Reddito di cittadinanza, niente abolizione: ecco le modifiche previste

Chi temeva un’abolizione in tronco del Reddito di cittadinanza può tirare un sospiro di sollievo. Tale scenario non si manifesterà. Ci sarà “un décalage e un sistema che incentivi le persone a lavorare”, ha dichiarato Durigon.

La Lega vorrebbe mettere mano al Rdc per finanziare la riforma delle pensioni, la cosiddetta Quota 102 (41 anni di contributi più 61 di età). Non c’è il rischio di levare soldi ai bisognosi per darli ai pensionati? “Ma no – ha chiarito Durigon – vogliamo solo dare una risposta diversa a chi può lavorare: dignità attraverso il lavoro”.

Stretta reddito di cittadinanza.Fonte foto: ANSA

Durigon: “Il Rdc non può essere a vita”

Quindi? qual è la soluzione proposta dalla Lega? Durigon parla di una soluzione “più morbida di altre che circolano nella coalizione, ma si muove nello stesso solco”. Punto cardine da cui partire: “Il sussidio non può essere a vita. Va fissato un termine oltre il quale non si può andare, un po’ come con la Naspi“, l’indennità di disoccupazione.

Rdc: sospensioni e decurtamenti

Un percorso “ragionevole”, sempre secondo Durigon, è prevedere che “dopo i primi 18 mesi di Reddito, si possa andare avanti al massimo per altri due anni e mezzo, ma con un décalage”.

In concreto, tale proposta, come funzionerebbe? Dopo i primi 18 mesi, se il percettore non è riuscito a inserirsi nel mercato del lavoro, vede sospeso il suo sussidio. L’idea, però, è di non abbandonarlo a se stesso: per sei mesi svolgerà un percorso di politiche attive del lavoro. Per esempio, corsi di formazione adatti al suo profilo e alle richieste delle aziende.

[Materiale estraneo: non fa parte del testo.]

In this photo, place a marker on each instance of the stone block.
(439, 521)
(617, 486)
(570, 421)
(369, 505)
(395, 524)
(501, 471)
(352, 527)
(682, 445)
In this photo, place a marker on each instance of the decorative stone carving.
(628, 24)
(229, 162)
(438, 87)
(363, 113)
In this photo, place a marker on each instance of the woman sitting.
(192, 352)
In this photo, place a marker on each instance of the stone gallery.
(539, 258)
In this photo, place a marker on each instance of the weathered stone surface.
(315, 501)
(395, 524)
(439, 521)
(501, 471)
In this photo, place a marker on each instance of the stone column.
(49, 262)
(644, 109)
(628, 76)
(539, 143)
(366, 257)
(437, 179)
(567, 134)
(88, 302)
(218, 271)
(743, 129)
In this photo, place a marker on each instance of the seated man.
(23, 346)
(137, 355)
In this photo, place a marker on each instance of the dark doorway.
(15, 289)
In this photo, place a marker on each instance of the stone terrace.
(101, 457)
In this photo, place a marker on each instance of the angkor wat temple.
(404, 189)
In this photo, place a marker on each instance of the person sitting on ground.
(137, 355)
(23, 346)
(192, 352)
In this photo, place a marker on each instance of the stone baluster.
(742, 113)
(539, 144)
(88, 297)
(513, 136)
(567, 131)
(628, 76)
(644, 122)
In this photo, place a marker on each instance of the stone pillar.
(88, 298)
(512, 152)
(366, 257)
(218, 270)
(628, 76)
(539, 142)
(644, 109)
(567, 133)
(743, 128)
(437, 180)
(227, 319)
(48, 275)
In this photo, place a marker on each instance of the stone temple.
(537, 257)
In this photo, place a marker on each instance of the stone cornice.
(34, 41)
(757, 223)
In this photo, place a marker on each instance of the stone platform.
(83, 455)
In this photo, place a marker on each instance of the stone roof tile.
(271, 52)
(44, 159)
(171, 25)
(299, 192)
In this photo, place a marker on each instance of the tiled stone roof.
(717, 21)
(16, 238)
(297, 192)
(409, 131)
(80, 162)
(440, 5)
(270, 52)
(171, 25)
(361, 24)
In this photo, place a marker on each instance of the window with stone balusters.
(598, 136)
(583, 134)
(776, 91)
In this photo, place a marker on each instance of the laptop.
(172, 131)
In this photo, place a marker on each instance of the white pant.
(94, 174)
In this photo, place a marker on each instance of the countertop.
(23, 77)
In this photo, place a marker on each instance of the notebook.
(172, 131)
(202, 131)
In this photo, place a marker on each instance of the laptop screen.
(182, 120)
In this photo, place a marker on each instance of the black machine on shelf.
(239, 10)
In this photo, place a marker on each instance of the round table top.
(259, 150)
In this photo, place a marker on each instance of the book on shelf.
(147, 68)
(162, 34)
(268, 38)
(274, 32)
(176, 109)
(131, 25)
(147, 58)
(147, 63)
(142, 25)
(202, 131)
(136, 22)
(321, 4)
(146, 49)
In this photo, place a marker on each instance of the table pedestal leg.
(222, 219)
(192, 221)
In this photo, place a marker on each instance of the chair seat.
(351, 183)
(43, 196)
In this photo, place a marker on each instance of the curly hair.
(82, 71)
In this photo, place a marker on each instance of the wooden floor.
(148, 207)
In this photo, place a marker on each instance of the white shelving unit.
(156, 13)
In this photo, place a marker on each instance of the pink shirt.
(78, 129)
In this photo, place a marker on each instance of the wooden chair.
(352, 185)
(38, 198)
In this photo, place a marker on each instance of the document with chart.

La premier Giorgia Meloni ha detto che tale percorso potrebbe essere retribuito ricorrendo alle risorse del Fondo sociale europeo. Se dopo 6 mesi la persona è ancora disoccupata, potrebbe ottenere di nuovo il Rdc, spiega Durigon, “ma con un importo tagliato del 25% e una durata ridotta a 12 mesi”, durante i quali continuerebbe a fare formazione.

Se dopo tutta tale trafila il percettore non avrà trovato un impiego, vedrà di nuovo sospeso per sei mesi il sussidio. Trascorsi questi sei mesi potrà chiedere per l’ultima volta il Rdc, questa volta “solo per sei mesi e per un importo decurtato di un altro 25%. Prenderà cioè la metà di quanto prendeva all’inizio”.

Addio al Rdc dopo un solo rifiuto

La riforma prevede inoltre che il Rdc sarà revocato laddove il beneficiario rifiuterà una sola offerta congrua di lavoro (oggi due).

Rdc, quanti beneficiari potrebbero essere colpiti dalla misura modificata

Laddove dovessero essere attuate le suddette modifiche, quante persone sarebbero colpite? “Un percettore su tre del Rdc“, ha sottolineato Durigon. Nel mettere mano al provvedimento, c’è anche l’intenzione di rendere più efficienti le politiche attive. Come? Coinvolgendo maggiormente le agenzie private, dando incentivi a chi riesce a collocare al lavoro gli interessati.

Capitolo controlli. “Pensiamo – ha spiegato sempre il sottosegretario al Lavoro – che il sistema non debba più essere gestito centralmente dall’Inps ma sul territorio dai comuni, che conoscono meglio le reali situazioni di povertà”.

Rdc e quel filo che lo lega alla riforma delle pensioni

Con tali ‘correttivi’, secondo i calcoli di Durigon, si risparmierebbero “a regime, cioè alla fine del percorso, almeno 3 miliardi” su una spesa di circa 8 miliardi l’anno.

“Ma già in partenza, con la sospensione e il taglio del 25% del sussidio, circa 1,2 miliardi, senza contare i risparmi con i controlli”, assicura sempre Durigon. I soldi che verrebbero risparmiati “magari” potrebbero essere usati “per rafforzare gli interventi verso i veri poveri e poi per introdurre Quota 41, cioè la possibilità di andare in pensione dopo 41 anni di lavoro”.

Quota 41 porta a Quota 102 (41 anni di contributi più 61 di età), bandiera leghista. “Darebbe la possibilità di andare in pensione prima a una platea di circa 90mila lavoratori”, ha concluso il sottosegretario.